CFA Practice Question
Mark Spencer manages portfolios for several corporate pension plans. While discussing investments with one of the plan sponsors he learns that the company is going to split itself into two divisions and spinoff one to the stockholders. Analysts have been recommending this action for almost two years and the stock price is expected to rebound by up to 15%, and perhaps more. Mark is already fully invested in the company's stock and cannot add more to his plans. While on his way home that evening, he meets an old acquaintance on the subway and the subject turns to street values. During one of the stops, Mark lets it slip that Carefree fashions is going to split itself into two divisions and spinoff one to shareholders. Brian makes a mental note and before getting off at the next station he thanks Mark and hopes they could someday drink some coffee after work together. The next morning Brian calls his broker the first thing and places a market order to buy 2,500 shares of Carefree Fashions. Brian
A. has not violated any standards since he is not a fiduciary of Carefree Fashions and the information is not related to a tender offer.

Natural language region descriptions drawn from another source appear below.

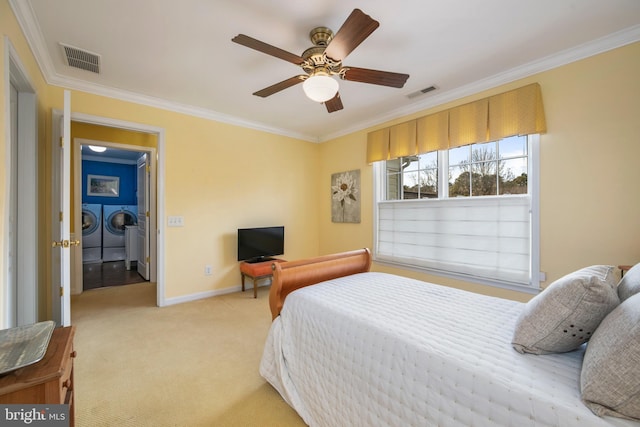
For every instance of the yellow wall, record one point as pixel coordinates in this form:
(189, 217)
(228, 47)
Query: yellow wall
(106, 134)
(221, 177)
(589, 172)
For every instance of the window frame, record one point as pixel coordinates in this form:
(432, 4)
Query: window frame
(533, 184)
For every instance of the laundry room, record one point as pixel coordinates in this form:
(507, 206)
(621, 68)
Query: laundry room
(113, 202)
(109, 216)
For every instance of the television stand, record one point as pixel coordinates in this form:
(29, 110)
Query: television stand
(257, 269)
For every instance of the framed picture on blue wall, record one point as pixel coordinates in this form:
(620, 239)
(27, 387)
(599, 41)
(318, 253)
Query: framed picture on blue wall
(101, 185)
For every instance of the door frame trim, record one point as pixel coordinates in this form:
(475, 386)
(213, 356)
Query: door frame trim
(27, 229)
(76, 285)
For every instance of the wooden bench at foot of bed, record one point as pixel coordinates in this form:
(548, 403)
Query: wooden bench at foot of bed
(292, 275)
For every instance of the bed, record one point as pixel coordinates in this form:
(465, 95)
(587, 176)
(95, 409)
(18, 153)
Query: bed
(362, 348)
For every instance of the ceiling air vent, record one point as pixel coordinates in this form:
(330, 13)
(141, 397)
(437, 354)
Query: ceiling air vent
(421, 92)
(81, 59)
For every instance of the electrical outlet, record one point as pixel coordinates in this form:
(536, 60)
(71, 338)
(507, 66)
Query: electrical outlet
(175, 221)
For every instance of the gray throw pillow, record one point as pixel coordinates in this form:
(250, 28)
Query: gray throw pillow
(630, 283)
(610, 378)
(564, 316)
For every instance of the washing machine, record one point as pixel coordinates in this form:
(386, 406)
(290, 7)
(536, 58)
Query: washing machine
(115, 220)
(91, 233)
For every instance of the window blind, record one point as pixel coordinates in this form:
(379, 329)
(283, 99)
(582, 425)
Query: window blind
(486, 237)
(516, 112)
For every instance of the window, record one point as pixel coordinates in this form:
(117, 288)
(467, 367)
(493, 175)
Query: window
(468, 212)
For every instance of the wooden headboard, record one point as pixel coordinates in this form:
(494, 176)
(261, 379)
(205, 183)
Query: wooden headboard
(292, 275)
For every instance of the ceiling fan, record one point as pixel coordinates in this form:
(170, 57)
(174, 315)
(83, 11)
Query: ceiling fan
(324, 60)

B. has violated Standard II (A) - Material Nonpublic Information.
C. has violated Standard III (E) - Preservation of Confidentiality.
Explanation: Bryan has violated the standard on prohibition against trading on material non-public information because even though he does not have a fiduciary obligation to Carefree Fashions, he knows that Mark has breached confidentiality and fiduciary duty, and the information should not be traded upon.